This latest query by the Congress — which has over the past few days asked several China-related questions that the Centre has ignored — seeks to flag the Prime Minister’s purported misjudgment about China’s policies.

Modi has publicly described Chinese President Xi Jinping as a special friend and asserted that their relationship fell in the “plus one” category.

Modi has met Xi 18 times — making his heavy investment in the relationship obvious — without nurturing any of the doubts that past experience and an understanding of foreign affairs could have generated.

Ramesh’s statement flagged this unusual enthusiasm for China on Modi’s part.

“Some time ago you coined a new slogan, ‘Inch towards Miles’, in which INCH stood for ‘India-China’ and MILES for ‘Millennium of Exceptional Energy’. Then, we saw the Chinese exert exceptional energy to take over thousands of square miles of our territory in Ladakh and Arunachal Pradesh. Would you agree that your naiveté and bad judgment cost the nation dearly?” Ramesh said.

Modi’s “Inch towards Miles” theory had generated much media excitement.“Every inch we cover can rewrite the history of humanity and every mile we cross will go a long way in making this planet a better place,” Modi had said.

He had expressed hope that India and China would together cover many miles, which would take not just these two nations but all of Asia and humankind towards progress and harmony.

The Prime Minister had asserted that India-China relations went beyond “plain arithmetic” and featured a “unique chemistry” that could make for a “defining moment”.

The Congress has been severely critical of Modi’s style of diplomacy in general, arguing that it lacked strategic thinking and, instead, consisted largely of meaningless events abroad involving non-resident Indians, organised to showcase his popularity. Modi has continued to bask in such public spectacles in foreign countries — from Japan and the US to Australia and Germany— despite criticism.

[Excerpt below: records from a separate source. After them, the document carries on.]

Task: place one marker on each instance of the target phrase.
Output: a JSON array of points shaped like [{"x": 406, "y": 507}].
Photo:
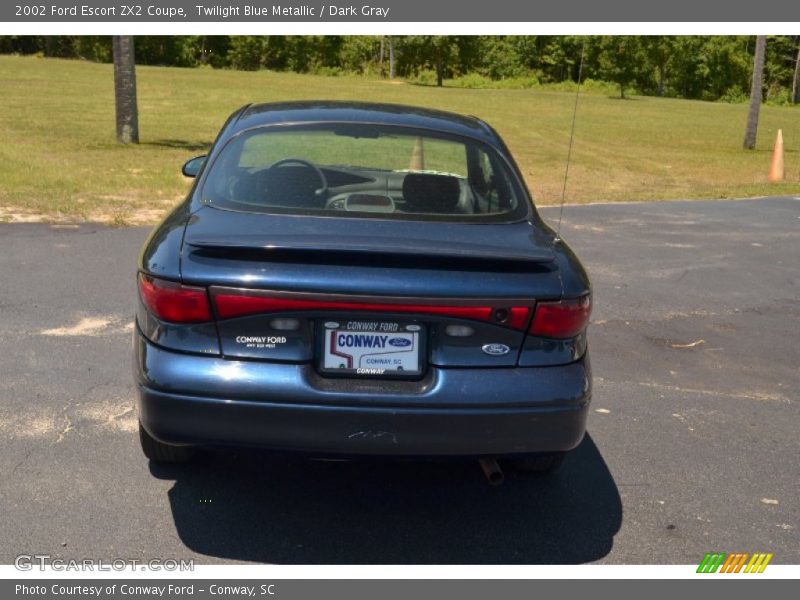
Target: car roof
[{"x": 331, "y": 111}]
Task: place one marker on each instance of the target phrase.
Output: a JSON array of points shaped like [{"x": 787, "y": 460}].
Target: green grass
[{"x": 58, "y": 157}]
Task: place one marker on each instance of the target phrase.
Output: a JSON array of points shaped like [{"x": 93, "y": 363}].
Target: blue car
[{"x": 353, "y": 279}]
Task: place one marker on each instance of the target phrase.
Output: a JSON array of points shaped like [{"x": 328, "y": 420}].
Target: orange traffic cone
[{"x": 776, "y": 170}]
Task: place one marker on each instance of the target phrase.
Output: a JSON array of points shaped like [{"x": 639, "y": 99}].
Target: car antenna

Ramesh said in his statement: “For the sake of your domestic image, you have thrown your effort into personalised diplomacy and(in) projecting strong relationships with major world leaders. With your ‘friend’ President Xi Jinping you sat in as wing (jhula) in Ahmedabad, shared cups of tea in Wuhan and shook hands in Bali.

“As recently as October 2019 you met Xi again and declared that ‘Chennai vision is the start of a new era in India-China relations’, adding that ‘strategic communications between both the sides have increased’.”

Ramesh added: “Six months later the Chinese were communicating their strategic intent, from Depsang to Demchok, while you remained in complete denial. Has your personalised diplomacy not been proven to be utterly hollow? Has your obsession with image-building come at the expense of the national interest?”

Ramesh argued that the Chinese incursions of May 2020 were a strategic surprise that caught India unprepared.

“The last time we faced a comparable military surprise was in Kargil in 1999. Why do BJP governments that cloak themselves with ‘nationalism’ so often fall victim to such surprises? Could it be that they are more interested in politicking and attacking the Opposition than ensuring the safety of the country? When will we have an accounting of the China surprise as we did following the Kargil war?” he said.

“Many have pointed out how afraid you are to take the name of our chief adversary China. Former US ambassador Kenneth Juster, who was US ambassador to India during the critical2017-21 years, said that, far from naming China, your government asked the US not to mention China’s border aggression in its statements. Would it not have been better to rally international opinion to our side? Why have you imperilled our national security for the sake of your vanity?”

Four days after the June15, 2020, clash in the Galwan Valley in eastern Ladakh killed 20 Indian soldiers, Modi had declared that no one had intruded into Indian territory, allowing China to deny any transgressions and claim ownership of all the territory it occupied.